Yes. But there's nothing to drop. All the revocable manifest permissions are already revoked and stay revoked unless the user grants them explicitly. As far as AppOps are concerned, many of them don't appear until at least once used by the app e.g. VIBRATE and READ_CLIPBOARD. Many others (e.g. READ_CONTACTS) have their corresponding manifest permissions already dropped, as pointed out. So it's not predictable at the time of app installation which AppOps should be removed.
The standalone Pro version requires internet connection for license verification. The other two versions - Free and Play Store Pro - can work completely offline. Though Play Store app needs internet connection for license verification.
Optional use of android.permission.INTERNET permission:
- Check for app updates. You can disable this in app settings.
- Fetch help contents of this webpage that you view in drawer -> Help.
Local (on-device) use of android.permission.INTERNET permission:
Android does not allow apps to create network sockets without having the INTERNET permission even if they are meant to be used only locally and not for an internet connection. PMX has two uses of local (on-device) connections (the ability to create localhost sockets at 127.0.0.1) for Inter Process Communication (IPC):
- PMX starts a background process with root / ADB privileges and talks to that process over network socket. After the initial handshake, both processes start talking over Binder. We have no better way to do this because Android doesn't allow apps to talk over UNIX domain sockets either.
- If your device is not rooted and you use PMX with ADB, then connecting to adbd requires internet permissions. See Is PMX spying on me using ADB over network?.
So if the app is unable to create or use local network sockets, it will fail. And if you want to stop PMX from using internet, it must not stop the app from talking to on-device processes over loopback interface for IPC. This is usually the case with iptables-based firewalls like AFWall+ and VPN based firewalls like NetGuard. But some ROMs have a built-in feature to disallow network access:
This not only prevents the app from using internet but also disables its ability to create loopback sockets for IPC. So PMX won't be able to get root / ADB privileges if this permission is denied.
PMX talks to adbd process over localhost (127.0.0.1). But there's no way to start adbd listen on localhsot only, and not on other network interfaces (because ADB is meant to be used externally from a PC). You can surely stop adbd listening from external IP addresses, if you can. PMX would still work, without any port being exposed externally.
Also you can change 5555 port to whatever number you want in Advanced Settings. It's not hard-coded.

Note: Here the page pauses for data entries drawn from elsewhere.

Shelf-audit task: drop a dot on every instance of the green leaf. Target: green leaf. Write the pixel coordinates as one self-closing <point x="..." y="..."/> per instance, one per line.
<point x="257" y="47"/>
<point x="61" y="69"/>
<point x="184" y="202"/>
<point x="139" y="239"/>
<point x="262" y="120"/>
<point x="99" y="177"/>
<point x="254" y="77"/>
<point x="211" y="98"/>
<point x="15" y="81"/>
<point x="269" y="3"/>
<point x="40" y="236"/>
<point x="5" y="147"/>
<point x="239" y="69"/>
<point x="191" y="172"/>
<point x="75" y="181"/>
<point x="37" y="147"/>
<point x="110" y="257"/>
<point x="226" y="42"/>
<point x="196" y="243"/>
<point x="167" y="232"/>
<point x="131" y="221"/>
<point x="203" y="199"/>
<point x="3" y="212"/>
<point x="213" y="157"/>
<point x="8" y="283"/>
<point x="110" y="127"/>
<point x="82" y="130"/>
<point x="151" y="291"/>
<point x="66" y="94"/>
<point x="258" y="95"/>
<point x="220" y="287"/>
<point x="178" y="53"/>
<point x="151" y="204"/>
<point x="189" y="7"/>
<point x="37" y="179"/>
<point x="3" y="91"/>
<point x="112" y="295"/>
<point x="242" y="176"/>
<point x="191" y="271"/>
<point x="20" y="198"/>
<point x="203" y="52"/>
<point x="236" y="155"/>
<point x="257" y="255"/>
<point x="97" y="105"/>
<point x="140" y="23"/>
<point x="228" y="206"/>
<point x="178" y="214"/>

Also ADB since Android 4.2 is meant to be protected with RSA key authentication (one of the strongest authentication mechanism). So even if the device is accessible from internet (which is highly unlikely), no one can make an ADB connection without authentication.

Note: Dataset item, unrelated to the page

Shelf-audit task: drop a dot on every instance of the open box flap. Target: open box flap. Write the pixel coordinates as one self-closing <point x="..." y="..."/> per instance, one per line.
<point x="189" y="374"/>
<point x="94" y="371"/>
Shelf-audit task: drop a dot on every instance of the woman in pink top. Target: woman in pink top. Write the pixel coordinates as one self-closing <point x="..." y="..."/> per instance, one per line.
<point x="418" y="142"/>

You can verify these claims in whatever way you want. We are here to assist you technically.
We believe in the principle of the least privilege. But due to the restricted nature of Android operating system, PMX cannot function without having high privileges. What we can offer is, if you are a tech-savvy person, we can teach you how to make it difficult for apps to make internet connections, even with root privileges.

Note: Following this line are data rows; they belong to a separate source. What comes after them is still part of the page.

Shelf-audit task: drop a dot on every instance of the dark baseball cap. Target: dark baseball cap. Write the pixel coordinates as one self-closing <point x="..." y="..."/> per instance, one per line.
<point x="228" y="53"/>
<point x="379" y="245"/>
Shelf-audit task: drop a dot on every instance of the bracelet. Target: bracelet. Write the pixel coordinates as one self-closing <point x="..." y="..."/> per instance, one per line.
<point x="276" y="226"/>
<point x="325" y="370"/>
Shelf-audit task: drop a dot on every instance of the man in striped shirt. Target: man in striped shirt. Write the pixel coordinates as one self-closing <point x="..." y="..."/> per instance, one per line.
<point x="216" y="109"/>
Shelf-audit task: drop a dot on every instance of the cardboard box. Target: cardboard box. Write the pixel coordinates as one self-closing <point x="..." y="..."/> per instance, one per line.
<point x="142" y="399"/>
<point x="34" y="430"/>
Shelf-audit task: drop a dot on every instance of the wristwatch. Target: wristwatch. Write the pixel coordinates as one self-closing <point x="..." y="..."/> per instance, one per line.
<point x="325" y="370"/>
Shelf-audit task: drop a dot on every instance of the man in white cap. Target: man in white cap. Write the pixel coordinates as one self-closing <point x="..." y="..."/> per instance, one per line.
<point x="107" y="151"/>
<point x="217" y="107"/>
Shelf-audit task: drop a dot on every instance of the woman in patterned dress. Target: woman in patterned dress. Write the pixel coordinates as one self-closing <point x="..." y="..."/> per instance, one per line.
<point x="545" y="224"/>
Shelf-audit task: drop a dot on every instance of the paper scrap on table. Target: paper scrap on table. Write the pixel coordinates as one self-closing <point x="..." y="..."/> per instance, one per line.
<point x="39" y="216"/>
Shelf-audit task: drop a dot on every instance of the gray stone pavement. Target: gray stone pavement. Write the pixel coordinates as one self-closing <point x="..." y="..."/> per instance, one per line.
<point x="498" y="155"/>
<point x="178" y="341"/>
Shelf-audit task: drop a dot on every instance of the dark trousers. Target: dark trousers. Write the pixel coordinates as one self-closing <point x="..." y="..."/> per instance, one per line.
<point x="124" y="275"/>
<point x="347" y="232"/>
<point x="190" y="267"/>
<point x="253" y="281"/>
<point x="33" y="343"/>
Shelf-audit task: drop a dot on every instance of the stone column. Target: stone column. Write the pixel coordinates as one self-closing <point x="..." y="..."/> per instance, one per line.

You are correct. PMX is not for everyone (and that's why it wasn't polished and released to public for years because we knew we've a very small audience). It's only for some extra tech-savvy souls who are extra-conscious about their privacy and device control. Majority of the phone users are just in the hands of their OEMs and app developers. They aren't aware of what's being done to them and their data. And it's fine.